1.Dünya savaşı 2.boyut teknolojilerin kullanımıyla kara hakimiyeti , 2.dünya savaşı ise 3.boyut teknolojilerin kullanımıyla ( uçak , denizaltı ) deniz hakimiyeti üzerinde yoğunlaşmış olup , 21. Yüzyıl içerisinde global sistem ile ulusal sistemler arası zaman zaman baş gösterecek savaş ve çatışmalarda 4.boyut dijital teknolojilerin uzayda sağlayacağı üstünlük belirleyici olacaktır.

4.boyut dijital teknolojilerin bütün dünyayı aynı anda tek bir şehir haline getirmesi itibariyle sermaye, mal, hizmet ve özelikle kültürel bazda küreselleşme sürecine devrim niteliğinde daha da hız vermesi kaçınılmazdır. Dünyanın yaşayacağı birçok sancılar sonrası eninde sonunda federal yapılanmalar üzerinde inşaatı ihtimal dahilindedir. Ayrıca dünyanın önce parasal – mali sonra siyasi ve belki de bu yüzyılın sonuna doğru askeri birliğe doğru yol alması muhtemel görünmektedir.

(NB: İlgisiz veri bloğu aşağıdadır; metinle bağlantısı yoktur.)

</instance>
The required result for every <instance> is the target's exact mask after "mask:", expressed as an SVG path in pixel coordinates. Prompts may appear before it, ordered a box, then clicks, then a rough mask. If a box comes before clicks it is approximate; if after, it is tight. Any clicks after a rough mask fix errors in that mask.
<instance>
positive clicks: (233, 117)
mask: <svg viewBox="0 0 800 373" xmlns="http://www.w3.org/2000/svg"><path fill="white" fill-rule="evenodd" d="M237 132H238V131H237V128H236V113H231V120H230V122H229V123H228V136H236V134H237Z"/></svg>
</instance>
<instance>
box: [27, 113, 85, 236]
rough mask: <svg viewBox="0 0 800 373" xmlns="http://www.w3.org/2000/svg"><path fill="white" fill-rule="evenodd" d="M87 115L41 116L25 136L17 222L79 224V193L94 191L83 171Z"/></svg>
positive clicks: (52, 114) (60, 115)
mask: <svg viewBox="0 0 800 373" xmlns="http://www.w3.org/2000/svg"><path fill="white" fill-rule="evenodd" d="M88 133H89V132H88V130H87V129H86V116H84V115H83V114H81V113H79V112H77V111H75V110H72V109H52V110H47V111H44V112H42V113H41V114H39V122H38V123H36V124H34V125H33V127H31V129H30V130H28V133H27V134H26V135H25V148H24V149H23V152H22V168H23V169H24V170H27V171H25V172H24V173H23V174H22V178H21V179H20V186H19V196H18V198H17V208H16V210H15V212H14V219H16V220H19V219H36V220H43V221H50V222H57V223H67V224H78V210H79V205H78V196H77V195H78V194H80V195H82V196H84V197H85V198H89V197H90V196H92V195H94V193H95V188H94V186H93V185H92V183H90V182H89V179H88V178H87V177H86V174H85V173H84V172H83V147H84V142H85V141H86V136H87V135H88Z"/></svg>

Dünyada 21.yüzyılın şekillenme sürecinde Türkiye’nin de dahil olduğu uluslararası yarış ileri düzey rasyonel – analitik zeka , mantık, tecrübe, teknoloji , istihbarat ve özellikle doğru bilgi ve strateji gerektiren bir durum arz etmektedir.

Son zamanlarda sıkça tartışılan başkanlık ve federal sistemin ABD ya da Almanya örneklerinde olduğu gibi artık demokrasi evrimini ve problemlerini büyük ölçüde geride bırakmış ülkeler için yararlı olduğu gözlemlenmiştir. Ancak demokrasi evrimini “kurumsal olarak” henüz tamamlayamamış , yarı demokratik hatta yarı feodal , kişilere endeksli ve hakka değil güce tapma eğilimli , ayrımcılık ve yalakalığın topluma bulaşıcı hastalık gibi yayılmış olduğu ülkeler için ise tarihten günümüze kadar yaşanan acı tecrübeler ışığında ne kadar sakıncaları olduğunu hatırlatmakta yarar vardır.